The Prince-Robbins-Jeffrey Partnership

a) Journal entry to record Jeffrey entrance into the partnership on January 2, 2015:

Debit Capital Account - Prince $72,000

Debit Capital Account - Robbins $18,000

Credit Goodwill $90,000

To record the negative goodwill arising at Jeffry entrance into the partnership.

Debit Cash Account $40,000

Credit Capital Account - Jeffrey $40,000

To record the investment by Jeffrey into the partnership.

b) Allocation of income at the end of 2015:

Prince Robbins Jeffrey Total

Interest 6% $3,480 $6,120 $2,400 $12,000

on new capital

Loss sharing -1,000 -600 -400 -2,000

Net income $2,480 $5,520 $2,000 $10,000

Step-by-step explanation:

a) Data and Calculations:

January 1, 2015: Capital Old Profit sharing ratio

Prince, Capital $130,000 80%

Robbins, Capital 120,000 20%

Total $250,000 100%

Interest on capital = 7% based on beginning capital balances.

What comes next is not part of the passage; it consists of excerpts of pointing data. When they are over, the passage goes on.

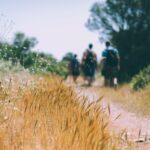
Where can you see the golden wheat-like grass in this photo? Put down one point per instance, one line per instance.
(48, 115)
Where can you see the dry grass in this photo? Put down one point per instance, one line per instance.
(134, 101)
(45, 114)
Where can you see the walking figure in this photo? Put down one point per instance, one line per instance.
(89, 64)
(74, 68)
(110, 65)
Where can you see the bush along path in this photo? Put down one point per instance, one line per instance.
(137, 128)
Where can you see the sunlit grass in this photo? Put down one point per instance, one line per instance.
(45, 114)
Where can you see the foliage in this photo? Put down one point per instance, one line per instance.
(142, 79)
(126, 24)
(20, 51)
(68, 57)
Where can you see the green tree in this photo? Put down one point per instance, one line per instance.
(68, 56)
(22, 45)
(126, 23)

b) Calculation of Negative Goodwill arising from Jerry's admission:

New capital after Jerry's admission = $290,000

Implied capital at Jerry's admission = $40,000/20% = $200,000

Negative goodwill arising = $200,000 - $290,000 = -$90,000

This negative goodwill will be shared by Prince and Robbins to reduce their capital:

Prince = $72,000 ($90,000 * 80%)

Robbins - $18,000 ($90,000 * 20%)

c) New Capital on January 2, 2015:

Capital Negative Goodwill New Profit sharing ratio

Jerry, Capital $40,000 20%

Prince, Capital $58,000 ($130,000 - 72,000) 50%

Robbins, Capital $102,000 ($120,000 - 18,000) 30%

Total capital $200,000 100%

Interest on capital = 6%

d) Jeffrey's admission and ownership of 20% reduced the capital balances of Prince and Robbins by $90,000. There was a negative goodwill arising from his admission into the partnership. This negative goodwill is shared between the old partners in their old profit-sharing ratio.